Although state employee pension fund investments are performing well, State Treasurer Denise Nappier says she is concerned about the state legislature's reluctance to fully fund the account, a practice that keeps the funds from earning even more.

Nappier, speaking April 5 to about 100 members of the University of Connecticut Professional Employee's Association (UCPEA), said the retirement fund is in good shape, topping $21 billion last year for the first time in history. And, she said, state employees need not worry that the scandal involving former treasurer Paul Silvester will affect their retirement plans.

Yet the state's unfunded liability - the difference between the cost of all state employee retirement payouts and available cash - means that, as treasurer, she has less money to invest. Nappier added that the liability issue also impacts the state's bond rating, which forces up the cost of borrowing.

"Do you know who makes up the difference? The taxpayers. You and me," she said.
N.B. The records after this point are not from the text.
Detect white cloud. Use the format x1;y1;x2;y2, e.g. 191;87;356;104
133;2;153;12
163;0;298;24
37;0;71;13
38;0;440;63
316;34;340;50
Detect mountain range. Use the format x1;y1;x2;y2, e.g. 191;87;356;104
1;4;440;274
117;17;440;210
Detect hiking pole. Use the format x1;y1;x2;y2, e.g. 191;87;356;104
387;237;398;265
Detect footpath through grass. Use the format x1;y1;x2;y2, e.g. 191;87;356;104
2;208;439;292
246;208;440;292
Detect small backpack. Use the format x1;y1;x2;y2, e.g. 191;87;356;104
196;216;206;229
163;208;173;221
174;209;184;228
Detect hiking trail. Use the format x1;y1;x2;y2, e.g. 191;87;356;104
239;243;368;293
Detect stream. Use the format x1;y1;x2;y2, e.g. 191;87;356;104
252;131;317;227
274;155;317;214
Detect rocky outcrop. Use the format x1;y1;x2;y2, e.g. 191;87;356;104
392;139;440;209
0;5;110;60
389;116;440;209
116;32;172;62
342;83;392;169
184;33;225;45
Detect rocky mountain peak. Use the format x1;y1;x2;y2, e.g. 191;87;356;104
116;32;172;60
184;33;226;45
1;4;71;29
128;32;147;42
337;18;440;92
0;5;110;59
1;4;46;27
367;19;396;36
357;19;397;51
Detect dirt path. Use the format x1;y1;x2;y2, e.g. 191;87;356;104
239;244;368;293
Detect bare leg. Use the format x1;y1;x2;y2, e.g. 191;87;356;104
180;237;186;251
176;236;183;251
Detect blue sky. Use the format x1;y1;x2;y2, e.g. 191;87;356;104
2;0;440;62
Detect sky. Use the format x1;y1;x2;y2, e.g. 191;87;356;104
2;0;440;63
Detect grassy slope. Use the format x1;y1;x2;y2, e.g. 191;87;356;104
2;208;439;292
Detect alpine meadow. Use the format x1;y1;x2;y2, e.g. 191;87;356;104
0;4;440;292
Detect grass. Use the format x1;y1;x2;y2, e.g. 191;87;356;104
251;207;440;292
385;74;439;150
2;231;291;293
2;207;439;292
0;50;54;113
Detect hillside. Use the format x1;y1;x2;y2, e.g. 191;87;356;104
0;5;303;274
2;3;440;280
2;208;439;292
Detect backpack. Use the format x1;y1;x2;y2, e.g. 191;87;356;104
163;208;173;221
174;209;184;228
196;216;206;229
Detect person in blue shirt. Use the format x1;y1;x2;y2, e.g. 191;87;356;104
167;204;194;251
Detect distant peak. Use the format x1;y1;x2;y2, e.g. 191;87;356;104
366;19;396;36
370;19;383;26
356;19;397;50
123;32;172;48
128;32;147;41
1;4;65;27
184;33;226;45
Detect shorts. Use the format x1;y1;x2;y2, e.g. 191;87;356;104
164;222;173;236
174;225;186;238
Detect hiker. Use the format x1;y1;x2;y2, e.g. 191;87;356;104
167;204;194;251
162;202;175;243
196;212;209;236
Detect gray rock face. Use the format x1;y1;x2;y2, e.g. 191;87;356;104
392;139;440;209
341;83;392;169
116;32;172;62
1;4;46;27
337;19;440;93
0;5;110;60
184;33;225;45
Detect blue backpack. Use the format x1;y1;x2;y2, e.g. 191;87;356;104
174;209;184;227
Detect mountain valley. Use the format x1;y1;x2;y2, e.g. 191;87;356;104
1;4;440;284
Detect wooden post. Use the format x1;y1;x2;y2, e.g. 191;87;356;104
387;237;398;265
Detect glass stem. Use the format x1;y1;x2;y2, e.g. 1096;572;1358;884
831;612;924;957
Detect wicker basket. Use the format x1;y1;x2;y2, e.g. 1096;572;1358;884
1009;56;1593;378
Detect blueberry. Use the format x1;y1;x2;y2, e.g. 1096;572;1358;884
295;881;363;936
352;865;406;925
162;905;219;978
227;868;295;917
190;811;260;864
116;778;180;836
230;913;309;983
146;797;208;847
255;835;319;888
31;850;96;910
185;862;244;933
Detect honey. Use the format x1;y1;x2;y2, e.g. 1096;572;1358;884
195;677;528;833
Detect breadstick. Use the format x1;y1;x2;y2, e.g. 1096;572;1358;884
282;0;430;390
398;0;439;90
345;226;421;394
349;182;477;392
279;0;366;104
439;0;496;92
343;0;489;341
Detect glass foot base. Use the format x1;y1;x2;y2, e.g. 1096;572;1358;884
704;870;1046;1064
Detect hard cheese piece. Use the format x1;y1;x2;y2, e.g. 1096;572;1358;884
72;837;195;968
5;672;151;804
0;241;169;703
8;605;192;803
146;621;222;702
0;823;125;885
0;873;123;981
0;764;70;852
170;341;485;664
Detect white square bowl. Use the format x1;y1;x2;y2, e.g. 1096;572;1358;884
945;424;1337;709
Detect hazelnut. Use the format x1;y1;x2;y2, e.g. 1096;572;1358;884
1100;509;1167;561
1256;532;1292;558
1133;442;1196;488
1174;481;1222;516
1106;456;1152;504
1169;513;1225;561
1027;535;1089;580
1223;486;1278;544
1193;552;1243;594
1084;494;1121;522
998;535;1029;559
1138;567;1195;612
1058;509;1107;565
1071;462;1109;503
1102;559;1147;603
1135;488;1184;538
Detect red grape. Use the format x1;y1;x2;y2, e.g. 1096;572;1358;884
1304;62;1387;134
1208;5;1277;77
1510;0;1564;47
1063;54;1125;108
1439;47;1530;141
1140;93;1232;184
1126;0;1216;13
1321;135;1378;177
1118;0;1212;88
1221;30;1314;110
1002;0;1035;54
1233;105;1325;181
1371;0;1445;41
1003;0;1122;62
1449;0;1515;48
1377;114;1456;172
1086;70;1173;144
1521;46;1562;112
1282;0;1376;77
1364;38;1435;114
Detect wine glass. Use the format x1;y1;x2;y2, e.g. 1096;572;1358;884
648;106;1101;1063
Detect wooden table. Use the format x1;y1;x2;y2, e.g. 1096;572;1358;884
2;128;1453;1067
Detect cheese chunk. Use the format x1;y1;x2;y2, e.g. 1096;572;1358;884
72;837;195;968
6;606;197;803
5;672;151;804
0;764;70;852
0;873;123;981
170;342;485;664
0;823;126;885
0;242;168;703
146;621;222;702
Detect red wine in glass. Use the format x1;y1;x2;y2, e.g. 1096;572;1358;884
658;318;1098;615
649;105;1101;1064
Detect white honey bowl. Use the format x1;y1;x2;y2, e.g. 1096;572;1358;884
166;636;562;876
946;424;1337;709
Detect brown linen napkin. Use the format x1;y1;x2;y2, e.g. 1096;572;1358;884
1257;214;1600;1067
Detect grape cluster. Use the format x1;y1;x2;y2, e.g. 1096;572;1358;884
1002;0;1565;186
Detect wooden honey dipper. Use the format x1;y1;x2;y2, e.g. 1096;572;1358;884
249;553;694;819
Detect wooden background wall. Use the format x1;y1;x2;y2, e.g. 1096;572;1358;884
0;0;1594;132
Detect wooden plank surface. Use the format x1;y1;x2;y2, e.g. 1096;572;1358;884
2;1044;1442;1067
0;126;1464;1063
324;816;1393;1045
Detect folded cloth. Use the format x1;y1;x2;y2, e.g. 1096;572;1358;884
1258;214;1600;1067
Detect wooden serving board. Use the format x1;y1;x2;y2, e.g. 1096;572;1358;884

Nappier is urging legislators to use some of the state surplus to build up the pension fund, and fully fund the account sooner than currently planned. Depending on the specific retirement plan in which employees are enrolled, she said, the plans are funded at only between 60 and 80 percent of the level recommended by actuaries. Overall, the gap between the suggested level of savings and the actual amount in the fund is about $7 billion.

On the bright side, Nappier said her office's investment decisions last year resulted in the state's investment gains ranking in the 42nd percentile, meaning it performed better than 58 percent of all investment funds that invest more than $1 billion.

Nappier also said she is working with legislators, asking them to institute a series of policies for the office that would help the investments and help avoid, as far as possible, a repeat of the scandal the plagued the department under the previous treasurer. She said she has implemented all the changes she is seeking from the legislature but, without statutory policies, there's no guarantee future treasurers will follow her lead.

She said she is also asking legislators not to create another board of overseers, a discussion that was popularized in the wake of the Silvester scandal. A bill suggesting such a panel was defeated in the House of Representatives April 5, but Republicans and Gov. John G. Rowland say it is likely to be resurrected in one form or another.

"I don't believe bad or corrupt decisions made by a board are any better than bad or corrupt decisions made by an individual," she said.

She would, however, like to see the legislature enact three key reforms of the office:

  • That the state treasurer not be allowed to make any investment decisions not covered by a policy. The policy would be created by the Investment Advisory Council, a committee comprising representati ves of labor and business that already works with the State Treasurer's office;

  • That, before any money manager is selected to invest pension fund monies, there must be a 45-day waiting period to allow the Investment Advisory Council to review the firm;

  • That, during a lame duck administration, no investment decisions regarding private equity ventures be allowed without approval of the Investment Advisory Council.

"My reforms can be summed up in three words - disclosure, disclosure, disclosure," Nappier said. "The days are over when a money manager can get $1 million for having lunch with the treasurer. The days are gone when the treasurer's office will be used for political influence peddling."

Nappier also is working to make the state employee retirement system more portable, allowing state employees to continue to be part of the system should they leave state service for a job with the federal government or a local municipality, or if an employee leaves the system for a period of years then returns to the state. She says she was not allowed to buy back her state service - she worked at the UConn Health Center for three years in the late 1970s - when she returned to state service because, she was told, five years had lapsed since she left the job.